Eye For Film >> Movies >> Trance (2013) Film Review
Trance
Reviewed by: Val Kermode
This latest offering from Danny Boyle employs two of cinema's favourite themes: hypnotism, much used in film noir (e.g. Nightmare, Whirlpool and of course Hitchcock's Spellbound), and the planting of false memories (Blade Runner, Inception, Shutter Island).
With his usual flair, he dispenses with opening credits and plunges us straight into the action, a robbery at an art auction, a fast-moving heist that gives us no time to blink. James McAvoy, now bearing a distracting likeness to David Cameron, is the one who gets hit on the head and loses some of his memory, leading to one of Danny's little torture scenes (a bit of finger cutting that is important to the plot), before hypnotist Elizabeth (Rosario Dawson) is brought in to do her work. At stake is a multi-million pound painting by Goya, which art dealer Simon (McAvoy), robber Franck (Vincent Cassel) and his gang would dearly like to recover.
The beautiful Elizabeth, mysteriously disconcerted when she meets Simon, soon establishes herself as pivotal in this recovery process by quickly and implausibly drawing out memories from Simon and even teaching him how to do this to others. She claims that 5% of people are very open to suggestion. At this point you will open readily to the suggestion that Elizabeth is not all she seems and Simon may have some more complicated remembering to do.
It's that old noir theme of who's playing who? The three main protagonists waltz around each other in a series of time shifts, flashbacks and memories real and false. Boyle makes excellent use of London's roofscape and some dazzling modern apartments whose glass provides both reflective and transparent surfaces which help confuse dream and reality. Sometimes the glass creates a mosaic image, and in one scene it shows the characters in silhouette, their voices heard faintly through a screen. Simon taps desperately on the glass as he jealously watches Elizabeth. But is he really looking through the window or just struggling with his memory?
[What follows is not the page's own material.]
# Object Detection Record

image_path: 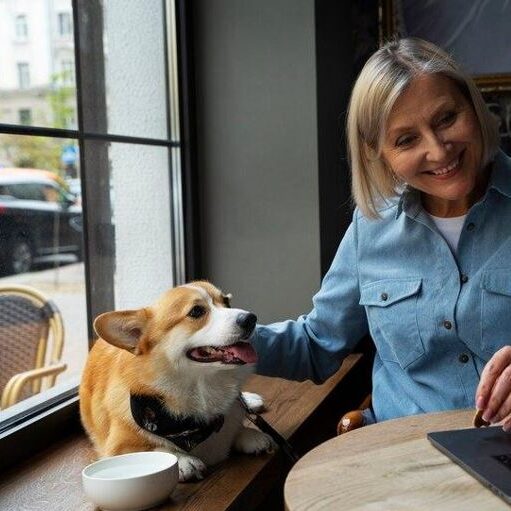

As twist piles upon twist, you may start to feel a little mesmerised yourself. But the film grips for most of its length, largely thanks to the confident visual style and the snappy editing and despite less than convincing performances from its two male leads.
I particularly liked some of the little humorous touches, such as the top of a ketchup bottle kept clearly in shot during an especially violent scene. And was that the director himself I glimpsed briefly at the poker table? Or is that just a false memory?
So many otherwise creative directors seem to struggle with endings, and Boyle is no exception. Why choose one ending when you can have several? Why let your audience leave when you can still bludgeon them further or confuse them more? It's an entertaining ride, now I'd like to get off please.